The role of the risk-based approach in the General data protection Regulation and in the European Commission’s proposed Artificial Intelligence Act: Business as usual?

In April 2021 the European Commission unveiled a proposal for a Regulation on Artificial Intelligence (AI), the so-called AI Act (AIA). The regulatory architecture of the proposed AIA is explicitly predicated upon a riskbased approach. This begs the question as to whether the risk-based approach in the proposed AIA is the same as the one featured in the EU’s General Data Protection Regulation (GDPR), or whether there are differences. And in this case, which ones and how can they be framed?
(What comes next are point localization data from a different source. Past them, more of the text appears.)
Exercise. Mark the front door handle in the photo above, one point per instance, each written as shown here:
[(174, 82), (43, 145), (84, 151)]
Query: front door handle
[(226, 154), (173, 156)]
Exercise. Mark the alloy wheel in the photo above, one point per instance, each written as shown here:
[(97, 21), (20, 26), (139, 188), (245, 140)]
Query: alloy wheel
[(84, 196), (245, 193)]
This contribution contrasts the two risk-based approaches by framing them as two different iterations of riskbased models of regulation. One concerned with better compliance (GDPR), and one concerned with the determination of which AI systems should be regulated (AIA). Framing things in terms of regulation models allows to shift the focus upon key components of risk-based models of regulation. Namely, the concept of risk at stake, and the type of obligations for regulatees. In both cases, there seem to be some sharp contrasts at first sight. Upon better look however, these are not as acute as it first seemed. The contribution ends by reflecting upon the proposed AIA’s limited scope (i.e., limited to high risk AI systems). Can the recourse to regulatory theory help shed some light on this issue and be instrumental in devising more encompassing and protective alternatives?